Meine Hand geht ganz von allein zu dem Türgriff. Ich kann das hier nicht mehr. Das nimmt ein Niveau an, dass mir zu blöd wird. Ich ertrage das nicht.

„Du weißt davon?" fragt er kleinlaut und schaut mich mit einem Blick an, der einem kleinem Kind gerecht wird, das etwas Unrechtes getan hat.
„Natürlich. Wir reden immerhin mit einander. Was dachtest du denn? Das wir nur vögeln, wie in den ekelhaften Videos, die sich Rory und Zach immer schicken?" maule ich los. Das ganze Gespräch ist für meinen Blutdruck absolut nicht förderlich. Der ist auf so einem gefährlichen Level, so schlimm war es selten. Dazu liegen meine Nerven blank und mittlerweile hilft da nicht einmal mehr eine Umarmung. Ich brauche Sam, der liebevoll und fürsorglich auf mich einredet und mich wieder aufbaut.
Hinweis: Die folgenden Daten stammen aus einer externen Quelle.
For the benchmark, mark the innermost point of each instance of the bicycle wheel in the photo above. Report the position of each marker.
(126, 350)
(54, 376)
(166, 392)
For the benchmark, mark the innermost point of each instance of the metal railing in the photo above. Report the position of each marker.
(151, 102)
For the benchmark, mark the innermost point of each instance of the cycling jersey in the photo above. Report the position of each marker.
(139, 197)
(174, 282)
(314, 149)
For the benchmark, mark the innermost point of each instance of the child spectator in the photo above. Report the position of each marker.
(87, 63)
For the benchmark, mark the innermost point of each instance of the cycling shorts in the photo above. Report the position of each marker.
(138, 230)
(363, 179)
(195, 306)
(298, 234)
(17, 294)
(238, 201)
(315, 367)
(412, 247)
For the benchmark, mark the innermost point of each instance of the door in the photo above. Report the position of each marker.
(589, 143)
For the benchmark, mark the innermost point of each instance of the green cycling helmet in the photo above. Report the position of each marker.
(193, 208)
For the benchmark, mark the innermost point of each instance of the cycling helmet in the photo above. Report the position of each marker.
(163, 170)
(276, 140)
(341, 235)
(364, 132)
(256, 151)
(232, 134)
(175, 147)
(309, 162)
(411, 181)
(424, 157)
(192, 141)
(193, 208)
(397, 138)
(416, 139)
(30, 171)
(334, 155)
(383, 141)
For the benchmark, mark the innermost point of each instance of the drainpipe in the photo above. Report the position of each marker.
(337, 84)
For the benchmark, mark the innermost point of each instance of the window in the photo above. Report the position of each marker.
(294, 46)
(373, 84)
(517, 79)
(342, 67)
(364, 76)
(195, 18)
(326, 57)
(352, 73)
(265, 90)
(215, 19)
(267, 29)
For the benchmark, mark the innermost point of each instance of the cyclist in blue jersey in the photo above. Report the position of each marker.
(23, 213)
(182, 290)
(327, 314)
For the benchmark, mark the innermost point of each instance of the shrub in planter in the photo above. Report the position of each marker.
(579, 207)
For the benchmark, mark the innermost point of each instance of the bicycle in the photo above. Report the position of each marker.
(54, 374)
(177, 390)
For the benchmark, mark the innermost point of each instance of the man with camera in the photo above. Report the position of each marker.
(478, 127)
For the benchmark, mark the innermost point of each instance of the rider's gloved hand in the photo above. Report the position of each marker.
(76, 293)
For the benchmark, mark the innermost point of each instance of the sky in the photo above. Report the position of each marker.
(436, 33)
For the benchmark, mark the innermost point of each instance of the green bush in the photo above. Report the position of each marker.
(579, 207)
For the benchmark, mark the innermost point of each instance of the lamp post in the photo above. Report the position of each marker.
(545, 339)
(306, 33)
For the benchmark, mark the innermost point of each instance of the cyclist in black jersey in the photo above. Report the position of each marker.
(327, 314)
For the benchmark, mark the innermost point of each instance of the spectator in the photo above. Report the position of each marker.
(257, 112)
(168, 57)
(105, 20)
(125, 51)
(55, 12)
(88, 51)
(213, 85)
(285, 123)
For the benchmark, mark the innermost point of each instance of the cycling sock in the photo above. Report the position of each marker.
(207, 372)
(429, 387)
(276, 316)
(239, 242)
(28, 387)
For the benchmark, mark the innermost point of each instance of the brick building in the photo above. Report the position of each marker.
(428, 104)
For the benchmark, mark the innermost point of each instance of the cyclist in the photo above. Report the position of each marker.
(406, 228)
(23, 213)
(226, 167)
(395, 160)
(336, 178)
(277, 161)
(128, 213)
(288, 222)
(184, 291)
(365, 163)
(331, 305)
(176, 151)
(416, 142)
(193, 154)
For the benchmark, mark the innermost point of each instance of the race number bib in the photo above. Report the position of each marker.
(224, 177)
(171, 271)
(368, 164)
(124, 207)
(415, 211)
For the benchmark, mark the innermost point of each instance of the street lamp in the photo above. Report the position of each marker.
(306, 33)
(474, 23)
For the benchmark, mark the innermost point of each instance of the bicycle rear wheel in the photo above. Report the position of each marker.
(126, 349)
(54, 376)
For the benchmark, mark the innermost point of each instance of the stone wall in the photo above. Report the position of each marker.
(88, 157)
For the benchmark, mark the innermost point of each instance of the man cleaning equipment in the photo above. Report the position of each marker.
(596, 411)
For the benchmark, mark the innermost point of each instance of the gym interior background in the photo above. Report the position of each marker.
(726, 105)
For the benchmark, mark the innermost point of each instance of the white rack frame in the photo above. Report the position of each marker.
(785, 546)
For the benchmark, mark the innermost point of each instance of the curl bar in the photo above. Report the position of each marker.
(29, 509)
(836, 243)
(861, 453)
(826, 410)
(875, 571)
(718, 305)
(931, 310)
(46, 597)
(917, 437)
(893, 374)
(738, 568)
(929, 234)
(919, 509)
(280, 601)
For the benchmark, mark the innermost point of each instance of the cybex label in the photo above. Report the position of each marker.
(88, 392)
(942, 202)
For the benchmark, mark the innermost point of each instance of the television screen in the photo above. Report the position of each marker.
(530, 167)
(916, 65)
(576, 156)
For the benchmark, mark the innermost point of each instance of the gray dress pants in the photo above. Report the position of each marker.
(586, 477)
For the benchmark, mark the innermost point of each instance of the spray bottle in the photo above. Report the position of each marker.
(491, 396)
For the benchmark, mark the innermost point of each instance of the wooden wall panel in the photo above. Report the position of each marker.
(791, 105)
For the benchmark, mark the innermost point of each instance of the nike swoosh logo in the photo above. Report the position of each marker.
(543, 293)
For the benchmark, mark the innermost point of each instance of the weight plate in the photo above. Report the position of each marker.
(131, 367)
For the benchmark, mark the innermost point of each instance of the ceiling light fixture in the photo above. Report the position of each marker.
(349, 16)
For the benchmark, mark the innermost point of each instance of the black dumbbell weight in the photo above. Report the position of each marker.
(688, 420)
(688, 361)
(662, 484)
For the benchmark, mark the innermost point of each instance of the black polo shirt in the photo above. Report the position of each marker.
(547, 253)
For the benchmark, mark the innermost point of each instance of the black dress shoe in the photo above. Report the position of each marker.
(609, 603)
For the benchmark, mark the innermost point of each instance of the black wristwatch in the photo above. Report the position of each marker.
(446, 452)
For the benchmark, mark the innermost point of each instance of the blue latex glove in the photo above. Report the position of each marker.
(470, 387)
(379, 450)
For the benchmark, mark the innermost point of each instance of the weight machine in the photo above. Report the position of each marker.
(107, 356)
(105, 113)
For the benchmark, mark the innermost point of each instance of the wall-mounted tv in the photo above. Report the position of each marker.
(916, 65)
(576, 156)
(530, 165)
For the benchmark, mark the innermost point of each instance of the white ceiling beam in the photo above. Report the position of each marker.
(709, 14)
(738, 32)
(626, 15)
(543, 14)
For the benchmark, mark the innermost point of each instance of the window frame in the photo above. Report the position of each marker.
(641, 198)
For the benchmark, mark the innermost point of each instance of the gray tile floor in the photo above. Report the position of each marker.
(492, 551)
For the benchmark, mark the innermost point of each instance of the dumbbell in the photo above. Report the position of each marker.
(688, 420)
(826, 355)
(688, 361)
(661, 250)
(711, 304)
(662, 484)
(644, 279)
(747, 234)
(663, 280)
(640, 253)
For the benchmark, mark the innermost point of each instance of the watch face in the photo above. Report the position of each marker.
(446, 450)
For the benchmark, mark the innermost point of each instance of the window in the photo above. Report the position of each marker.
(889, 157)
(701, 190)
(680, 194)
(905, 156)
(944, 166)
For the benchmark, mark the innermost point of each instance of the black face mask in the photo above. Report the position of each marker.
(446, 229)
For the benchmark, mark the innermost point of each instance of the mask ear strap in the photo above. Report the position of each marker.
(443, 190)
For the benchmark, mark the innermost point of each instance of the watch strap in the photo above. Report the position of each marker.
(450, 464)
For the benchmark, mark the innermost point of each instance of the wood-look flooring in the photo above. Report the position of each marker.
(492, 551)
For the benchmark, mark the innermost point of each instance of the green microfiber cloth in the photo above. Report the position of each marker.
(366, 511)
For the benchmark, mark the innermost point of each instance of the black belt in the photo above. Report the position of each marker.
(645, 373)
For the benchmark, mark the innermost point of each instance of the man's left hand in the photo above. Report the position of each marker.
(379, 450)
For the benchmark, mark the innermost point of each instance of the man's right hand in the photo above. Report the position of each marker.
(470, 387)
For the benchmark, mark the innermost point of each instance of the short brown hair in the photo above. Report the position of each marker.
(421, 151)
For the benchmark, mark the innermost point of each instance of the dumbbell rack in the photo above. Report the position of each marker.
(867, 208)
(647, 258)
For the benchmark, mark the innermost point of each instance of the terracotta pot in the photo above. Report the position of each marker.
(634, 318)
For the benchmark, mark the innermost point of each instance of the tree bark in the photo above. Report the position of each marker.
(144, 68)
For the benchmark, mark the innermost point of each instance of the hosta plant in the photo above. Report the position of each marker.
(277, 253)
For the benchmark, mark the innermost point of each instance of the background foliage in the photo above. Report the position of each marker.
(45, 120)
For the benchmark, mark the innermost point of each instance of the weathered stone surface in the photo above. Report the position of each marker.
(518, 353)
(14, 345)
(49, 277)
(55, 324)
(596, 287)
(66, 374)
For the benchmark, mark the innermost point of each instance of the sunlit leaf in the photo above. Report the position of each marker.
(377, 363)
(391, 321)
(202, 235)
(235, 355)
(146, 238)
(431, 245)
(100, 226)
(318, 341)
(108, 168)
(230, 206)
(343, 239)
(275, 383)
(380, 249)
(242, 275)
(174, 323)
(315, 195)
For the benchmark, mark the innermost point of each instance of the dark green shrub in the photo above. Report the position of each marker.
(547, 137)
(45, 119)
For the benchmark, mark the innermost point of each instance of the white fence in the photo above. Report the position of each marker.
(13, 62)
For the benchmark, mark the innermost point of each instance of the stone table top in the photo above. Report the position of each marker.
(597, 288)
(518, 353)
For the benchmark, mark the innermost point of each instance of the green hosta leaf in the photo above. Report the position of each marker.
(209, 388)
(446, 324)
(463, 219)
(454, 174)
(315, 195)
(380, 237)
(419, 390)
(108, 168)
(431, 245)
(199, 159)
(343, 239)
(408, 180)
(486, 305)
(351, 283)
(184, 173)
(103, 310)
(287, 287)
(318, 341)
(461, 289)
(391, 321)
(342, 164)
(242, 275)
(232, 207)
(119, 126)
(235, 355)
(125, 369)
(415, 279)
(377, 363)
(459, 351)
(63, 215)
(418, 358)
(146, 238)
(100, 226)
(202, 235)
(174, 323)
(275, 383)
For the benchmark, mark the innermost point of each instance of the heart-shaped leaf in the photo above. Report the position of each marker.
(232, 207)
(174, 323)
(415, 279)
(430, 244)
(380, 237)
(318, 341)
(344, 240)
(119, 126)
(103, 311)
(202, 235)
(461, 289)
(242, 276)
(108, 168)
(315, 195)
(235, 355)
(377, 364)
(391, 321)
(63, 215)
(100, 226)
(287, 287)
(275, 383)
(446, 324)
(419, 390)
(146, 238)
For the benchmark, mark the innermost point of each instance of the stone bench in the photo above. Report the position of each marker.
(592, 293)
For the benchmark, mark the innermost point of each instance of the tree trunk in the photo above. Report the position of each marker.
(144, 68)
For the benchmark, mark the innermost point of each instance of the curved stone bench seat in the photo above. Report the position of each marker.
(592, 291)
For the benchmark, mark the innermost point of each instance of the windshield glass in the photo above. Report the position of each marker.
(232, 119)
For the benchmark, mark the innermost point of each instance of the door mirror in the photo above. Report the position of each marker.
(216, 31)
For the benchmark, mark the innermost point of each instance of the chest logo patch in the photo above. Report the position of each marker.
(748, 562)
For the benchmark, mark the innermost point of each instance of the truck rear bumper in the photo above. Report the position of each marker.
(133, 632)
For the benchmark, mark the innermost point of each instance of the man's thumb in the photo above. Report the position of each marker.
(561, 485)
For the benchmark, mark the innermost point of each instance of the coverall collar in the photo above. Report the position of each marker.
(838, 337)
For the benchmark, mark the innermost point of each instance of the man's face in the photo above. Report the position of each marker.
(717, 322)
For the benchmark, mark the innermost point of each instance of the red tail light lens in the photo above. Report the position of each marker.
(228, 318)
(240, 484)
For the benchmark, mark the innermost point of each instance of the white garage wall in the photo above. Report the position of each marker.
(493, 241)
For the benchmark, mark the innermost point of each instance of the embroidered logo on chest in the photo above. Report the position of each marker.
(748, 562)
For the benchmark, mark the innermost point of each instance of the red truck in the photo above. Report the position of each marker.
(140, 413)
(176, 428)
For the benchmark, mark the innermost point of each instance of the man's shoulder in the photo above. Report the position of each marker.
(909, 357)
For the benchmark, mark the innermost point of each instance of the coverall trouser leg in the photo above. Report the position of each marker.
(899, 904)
Aus diesem Grund steige ich zum zweiten Mal aus.

Ich laufe los. Richtung nach Hause. Sam ist ja leider in der Uni. Aber Mama ist zu Hause und hört sich das bestimmt an. Als ich Eric hinter mir rufen höre, drehe ich mich nicht um. Ich will es einfach nicht. Ich kann es auch gar nicht. Ich fange echt an, an unserer Freundschaft zu zweifeln. Er versteht mich ja nicht ansatzweise. Und wenn er es schon nicht tut, dann weiß ich, dass es die anderen noch weniger machen.